There were no deep corners, no layers and odd places, with Gus Winter. He’d seen war, he’d endured the tragic loss of his brother and sister-in-law and he’d stepped up to raise his orphaned nephew and nieces – and yet the complications of his life had never become excuses for him, rationalizations for bad behavior.

“That’d be good.” Bernadette kept her eyes on the fire. “I have regrets, Gus.”

“Tell me about it.”

She straightened her legs, relieving the strain on her hip. Her injured shoulder ached, too, but she didn’t want to take more pain medication. Without looking at Gus, she said, “I won’t survive the scandal of what Cal and Harris did. Who Jesse is. That so much of it went on for years under my nose.”

“You didn’t do anything wrong.”

“It doesn’t matter. I won’t survive it, and perhaps I shouldn’t. I should have pressed Harris for the truth about what was going on with him five years ago. I knew for months something was wrong with Cal.” She noticed the newspaper turning black, crumpling into the ashes. “I’m too trusting. People won’t see that as a good thing in a judge.”

“Cal didn’t get mixed up with Jesse Lambert because of you. Neither did Harris. They had their own reasons.” Gus pulled himself out of the Adirondack chair and sat in the grass next to her. He was fit, but not as limber as he’d once been. He grinned at her. “Remember sitting next to each other in first grade when they sent in that clown?”

“It was a juggler.”

“Same difference.”

“You misbehaved, as I recall.”

He shrugged. “I always misbehaved. When I started climbing mountains, I did better. When I came back from Vietnam, I had a lot on my mind. I’d spend days at a time on the ridge. Then Harry and Jill died up there.”

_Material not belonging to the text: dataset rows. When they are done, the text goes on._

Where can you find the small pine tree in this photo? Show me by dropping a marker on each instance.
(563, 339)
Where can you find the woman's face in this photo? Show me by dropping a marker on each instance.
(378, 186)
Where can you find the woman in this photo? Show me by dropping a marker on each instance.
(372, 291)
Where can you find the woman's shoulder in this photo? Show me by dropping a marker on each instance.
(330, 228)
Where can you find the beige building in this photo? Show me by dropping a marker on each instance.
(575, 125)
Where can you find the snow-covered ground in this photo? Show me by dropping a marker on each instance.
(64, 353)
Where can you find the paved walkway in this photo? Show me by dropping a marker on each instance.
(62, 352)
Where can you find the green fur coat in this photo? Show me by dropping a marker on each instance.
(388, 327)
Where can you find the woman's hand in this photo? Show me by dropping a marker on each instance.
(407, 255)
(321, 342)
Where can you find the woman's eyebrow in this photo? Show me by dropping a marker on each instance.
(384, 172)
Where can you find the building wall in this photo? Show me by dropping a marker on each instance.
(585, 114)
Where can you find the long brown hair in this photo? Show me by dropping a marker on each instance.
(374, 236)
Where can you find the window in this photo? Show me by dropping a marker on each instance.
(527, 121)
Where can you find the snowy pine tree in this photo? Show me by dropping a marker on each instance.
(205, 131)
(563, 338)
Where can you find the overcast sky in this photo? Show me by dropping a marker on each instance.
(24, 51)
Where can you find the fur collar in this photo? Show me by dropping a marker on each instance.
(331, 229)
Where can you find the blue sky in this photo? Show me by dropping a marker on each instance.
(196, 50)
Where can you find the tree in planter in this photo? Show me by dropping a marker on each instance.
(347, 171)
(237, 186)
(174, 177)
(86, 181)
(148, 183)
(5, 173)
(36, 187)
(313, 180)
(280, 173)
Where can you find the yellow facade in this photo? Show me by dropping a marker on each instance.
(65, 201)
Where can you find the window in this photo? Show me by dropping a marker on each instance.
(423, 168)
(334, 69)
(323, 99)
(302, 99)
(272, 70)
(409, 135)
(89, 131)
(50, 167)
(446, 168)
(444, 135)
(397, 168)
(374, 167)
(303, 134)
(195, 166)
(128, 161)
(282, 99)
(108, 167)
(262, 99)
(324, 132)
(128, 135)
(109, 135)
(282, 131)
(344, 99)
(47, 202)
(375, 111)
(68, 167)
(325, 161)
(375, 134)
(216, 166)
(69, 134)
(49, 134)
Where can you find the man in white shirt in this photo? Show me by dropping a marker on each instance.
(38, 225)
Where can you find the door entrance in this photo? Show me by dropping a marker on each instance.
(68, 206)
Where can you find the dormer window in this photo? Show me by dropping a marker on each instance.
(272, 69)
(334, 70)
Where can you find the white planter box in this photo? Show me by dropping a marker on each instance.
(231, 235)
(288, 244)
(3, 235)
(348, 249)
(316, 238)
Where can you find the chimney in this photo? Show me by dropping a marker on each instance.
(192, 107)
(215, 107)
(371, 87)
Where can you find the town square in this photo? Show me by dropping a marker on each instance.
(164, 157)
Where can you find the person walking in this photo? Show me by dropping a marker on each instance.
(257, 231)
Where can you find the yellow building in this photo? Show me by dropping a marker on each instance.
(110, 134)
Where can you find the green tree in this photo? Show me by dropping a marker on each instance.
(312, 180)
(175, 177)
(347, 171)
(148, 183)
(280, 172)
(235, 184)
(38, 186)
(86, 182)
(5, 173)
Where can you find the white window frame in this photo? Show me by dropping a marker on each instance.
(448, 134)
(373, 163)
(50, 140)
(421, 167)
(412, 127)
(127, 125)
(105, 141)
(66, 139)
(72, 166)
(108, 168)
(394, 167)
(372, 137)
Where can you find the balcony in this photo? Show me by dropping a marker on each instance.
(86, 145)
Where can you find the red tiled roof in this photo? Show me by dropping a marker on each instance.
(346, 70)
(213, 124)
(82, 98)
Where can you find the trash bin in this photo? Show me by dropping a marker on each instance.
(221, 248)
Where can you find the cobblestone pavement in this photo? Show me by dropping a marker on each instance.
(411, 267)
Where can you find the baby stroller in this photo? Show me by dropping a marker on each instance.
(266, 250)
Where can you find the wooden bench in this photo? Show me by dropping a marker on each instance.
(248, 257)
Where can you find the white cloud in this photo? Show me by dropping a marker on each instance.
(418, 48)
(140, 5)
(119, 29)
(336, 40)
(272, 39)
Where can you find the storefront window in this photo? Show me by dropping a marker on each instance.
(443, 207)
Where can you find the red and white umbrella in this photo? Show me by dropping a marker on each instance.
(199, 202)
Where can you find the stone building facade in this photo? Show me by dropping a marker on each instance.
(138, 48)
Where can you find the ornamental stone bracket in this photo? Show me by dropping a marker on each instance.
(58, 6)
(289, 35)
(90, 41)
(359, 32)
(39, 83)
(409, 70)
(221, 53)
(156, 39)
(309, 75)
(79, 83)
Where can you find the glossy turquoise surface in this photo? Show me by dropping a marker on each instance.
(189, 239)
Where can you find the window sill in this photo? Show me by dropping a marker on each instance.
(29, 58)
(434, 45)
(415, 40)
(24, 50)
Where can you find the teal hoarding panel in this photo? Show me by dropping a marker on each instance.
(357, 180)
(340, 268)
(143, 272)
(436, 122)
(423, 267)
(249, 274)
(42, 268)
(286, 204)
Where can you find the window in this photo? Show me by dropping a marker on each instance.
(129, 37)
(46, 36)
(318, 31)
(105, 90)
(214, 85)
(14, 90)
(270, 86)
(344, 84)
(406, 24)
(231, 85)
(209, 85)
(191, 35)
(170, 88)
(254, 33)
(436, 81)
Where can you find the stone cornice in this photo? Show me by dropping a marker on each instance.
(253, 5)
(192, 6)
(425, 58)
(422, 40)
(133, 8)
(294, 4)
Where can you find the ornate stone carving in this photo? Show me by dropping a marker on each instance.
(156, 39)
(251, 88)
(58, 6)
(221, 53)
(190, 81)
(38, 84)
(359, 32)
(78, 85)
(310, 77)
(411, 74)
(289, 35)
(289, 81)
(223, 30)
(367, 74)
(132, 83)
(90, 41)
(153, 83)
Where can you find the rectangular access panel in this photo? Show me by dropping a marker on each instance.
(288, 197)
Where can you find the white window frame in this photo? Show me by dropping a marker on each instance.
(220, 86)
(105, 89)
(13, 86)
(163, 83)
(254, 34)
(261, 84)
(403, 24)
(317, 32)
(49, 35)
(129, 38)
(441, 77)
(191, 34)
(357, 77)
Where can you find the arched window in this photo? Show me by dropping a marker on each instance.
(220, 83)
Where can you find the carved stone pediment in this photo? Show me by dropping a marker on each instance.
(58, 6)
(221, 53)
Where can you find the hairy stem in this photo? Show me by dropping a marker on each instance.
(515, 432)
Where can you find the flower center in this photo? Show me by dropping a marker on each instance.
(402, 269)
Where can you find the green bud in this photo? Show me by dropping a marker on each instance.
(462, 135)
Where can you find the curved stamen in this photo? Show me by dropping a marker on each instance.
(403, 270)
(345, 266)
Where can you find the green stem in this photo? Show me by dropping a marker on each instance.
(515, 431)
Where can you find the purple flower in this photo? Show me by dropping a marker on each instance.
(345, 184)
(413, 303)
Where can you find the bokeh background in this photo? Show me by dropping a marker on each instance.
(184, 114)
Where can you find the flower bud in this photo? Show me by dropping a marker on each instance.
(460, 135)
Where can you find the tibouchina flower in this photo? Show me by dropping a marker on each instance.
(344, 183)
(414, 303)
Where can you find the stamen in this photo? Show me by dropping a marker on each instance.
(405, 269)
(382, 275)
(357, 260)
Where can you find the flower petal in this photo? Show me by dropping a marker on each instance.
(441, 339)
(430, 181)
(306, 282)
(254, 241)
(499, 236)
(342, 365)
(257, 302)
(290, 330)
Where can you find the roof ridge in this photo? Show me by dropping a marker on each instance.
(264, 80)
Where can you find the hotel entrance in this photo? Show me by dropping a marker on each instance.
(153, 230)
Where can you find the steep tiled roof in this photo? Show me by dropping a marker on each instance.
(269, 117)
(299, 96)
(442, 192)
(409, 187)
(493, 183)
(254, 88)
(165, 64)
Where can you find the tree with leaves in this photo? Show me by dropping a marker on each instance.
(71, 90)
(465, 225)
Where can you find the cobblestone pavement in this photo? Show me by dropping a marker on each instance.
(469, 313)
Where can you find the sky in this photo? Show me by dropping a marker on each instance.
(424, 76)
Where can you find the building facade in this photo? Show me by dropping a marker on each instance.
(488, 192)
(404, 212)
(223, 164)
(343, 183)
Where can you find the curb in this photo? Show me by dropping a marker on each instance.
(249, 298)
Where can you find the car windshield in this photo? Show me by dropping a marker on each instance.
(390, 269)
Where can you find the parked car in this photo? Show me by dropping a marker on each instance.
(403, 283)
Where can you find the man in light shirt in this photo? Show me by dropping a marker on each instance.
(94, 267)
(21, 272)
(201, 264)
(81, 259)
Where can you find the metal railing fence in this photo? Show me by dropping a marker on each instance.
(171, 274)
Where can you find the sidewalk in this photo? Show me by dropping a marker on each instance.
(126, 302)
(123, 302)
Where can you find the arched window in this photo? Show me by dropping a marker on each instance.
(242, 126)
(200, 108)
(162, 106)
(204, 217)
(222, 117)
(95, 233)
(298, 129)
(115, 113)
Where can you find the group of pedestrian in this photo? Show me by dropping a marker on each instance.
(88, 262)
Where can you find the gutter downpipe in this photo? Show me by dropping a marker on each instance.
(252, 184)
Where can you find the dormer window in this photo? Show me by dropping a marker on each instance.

“You’re a hero to a lot of people, Gus.”

“Just did what I had to do. That’s what you’re doing now, isn’t it?” He looked at her with those penetrating blue Winter eyes of his. “Beanie, what do you want?”

“Want?” She heard her voice crack and looked away from him. “I don’t even know. Right now, sitting here with you in front of the fire is good enough.”

“You’re thinking about quitting, aren’t you?”

Her eyes filled with tears. “Retiring, not quitting. I never expected to go out of the courtroom on a board. I always knew one day I’d come back here. Gus, I want to be here listening to the loons and growing tomatoes.”

“You’d miss locking people up.”

“That’s a simplistic reduction of what I do.”

He grinned. “You’d miss your gavel.”

She rolled her eyes. He was baiting her, enjoying himself. Trying, she thought, to get her going, distract her. “I will not miss my gavel. One day, Gus, I swear -”

“One day when you’re up here for a court break, you can explain to me what you do.”

“You know what I do.”

“I know who you are. There’s a difference.”

He leaned back on his elbows. “We’re going to grow old together, Beanie Peacham.”

She smiled at him. “I hate to tell you, Gus, but we’ve already started.”